Fan does not teach receiving, by the one or more computers implementing -the temporal self-attention layer, outputs of the plurality of GRNs as input to a multi-head attention layer;
Song teaches receiving, by the one or more computers implementing -the temporal self-attention layer, [outputs of the plurality of GRNs as] input to a multi-head attention layer; (See e.g. [0019], A computer-usable or computer readable medium may include any apparatus that stores, communicates, propagates, or transports the program for use by or in connection with the instruction execution system, apparatus, or device.) (See e.g. [0058], Temporal self-attention 420 explicitly encodes the temporal information in the video sequence, extending self-attention mechanism in the transformer model modelling the temporal information of the spatial feature maps generated by the fully convolutional encoder 410 at each level.) (See e.g. [0063], the temporal self-attention module 420 can implement a multi-head self-attention mechanism…Temporal self-attention module 420 then compares the similarity Dcos 555 between query q(tk) (545) and memory m(tk) (540) feature vectors and generates the attention weights by normalizing across time steps using a softmax function)
Accordingly, it would have been obvious to a person having ordinary skill in the art
before the effective filing date of the claimed invention, having the teaching of Fan and Song
before them, to include Song’s multi-head layer which would allow Fan’s static covariates to
maintain relationships of data. One would have been motivated to make such a combination in
order to implement, unsupervised, semi-supervised and fully supervised learning of a neural
network, the method can also generate new data with the same statistics as a training set, as
suggested by Song (US 20200134804 A1) (0003)

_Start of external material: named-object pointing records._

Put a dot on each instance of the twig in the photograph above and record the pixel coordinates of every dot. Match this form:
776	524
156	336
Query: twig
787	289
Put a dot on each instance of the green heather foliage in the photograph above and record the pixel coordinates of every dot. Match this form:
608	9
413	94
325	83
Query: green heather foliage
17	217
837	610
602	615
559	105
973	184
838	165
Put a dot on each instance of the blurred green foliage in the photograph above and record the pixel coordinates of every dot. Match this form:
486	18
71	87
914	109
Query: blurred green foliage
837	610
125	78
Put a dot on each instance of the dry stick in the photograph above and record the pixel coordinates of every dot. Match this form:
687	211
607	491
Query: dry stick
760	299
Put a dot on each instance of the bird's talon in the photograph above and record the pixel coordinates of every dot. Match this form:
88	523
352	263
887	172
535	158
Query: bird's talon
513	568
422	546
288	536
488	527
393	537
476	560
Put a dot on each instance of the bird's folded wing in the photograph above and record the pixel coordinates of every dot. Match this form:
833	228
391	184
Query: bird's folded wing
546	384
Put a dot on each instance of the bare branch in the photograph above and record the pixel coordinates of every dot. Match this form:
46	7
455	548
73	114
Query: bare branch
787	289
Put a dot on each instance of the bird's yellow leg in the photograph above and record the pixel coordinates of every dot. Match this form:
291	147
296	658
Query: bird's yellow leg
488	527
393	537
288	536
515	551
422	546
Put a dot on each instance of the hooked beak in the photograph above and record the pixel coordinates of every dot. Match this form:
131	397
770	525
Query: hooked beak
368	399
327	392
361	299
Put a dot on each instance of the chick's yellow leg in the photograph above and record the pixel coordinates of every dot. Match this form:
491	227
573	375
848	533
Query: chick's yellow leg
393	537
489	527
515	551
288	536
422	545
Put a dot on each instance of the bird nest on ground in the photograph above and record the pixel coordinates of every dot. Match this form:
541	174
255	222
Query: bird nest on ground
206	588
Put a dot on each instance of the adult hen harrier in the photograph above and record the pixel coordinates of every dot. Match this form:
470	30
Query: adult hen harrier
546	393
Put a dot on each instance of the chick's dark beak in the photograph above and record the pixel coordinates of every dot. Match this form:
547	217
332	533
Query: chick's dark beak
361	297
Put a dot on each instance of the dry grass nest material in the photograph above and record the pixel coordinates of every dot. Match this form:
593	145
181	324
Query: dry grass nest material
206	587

Fan and Song do not teach receiving, using a gated residual network (GRN) of a static enrichment layer including a plurality of GRNs in which each GRN is associated with a respective time period, an output from a corresponding RNN encoder or decoder associated with the respective time period;
Huang teaches receiving, using a gated residual network (GRN) of a static enrichment layer including a plurality of GRNs in which each GRN is associated with a respective time period, an output from a corresponding RNN encoder or decoder associated with the respective time period; (See e.g. [0025], The mechanisms of the illustrative embodiments comprise a recurrent neural network (RNN) having a plurality of long short term memory (LSTM) or gated recurrent unit (GRU) cells [plurality of gated residual networks (GRNs)] which are trained, through a machine learning training process, to predict sequences of system calls and the probability of each next system call given a previous system call. In one embodiment, a variant of LSTM or GRU cells incorporating timestamp [respective time period] of system calls can be used.) (See e.g. [0036], The RNN receives the vector representation of the system call as an input [receives an output from a corresponding RNN encoder or decoder associated with the respective time period] and processes the input vector via one or more layers of long short term memory (LSTM) memory cells to generate an output indicating each system call feature and a corresponding probability value, and each argument and a corresponding probability value.)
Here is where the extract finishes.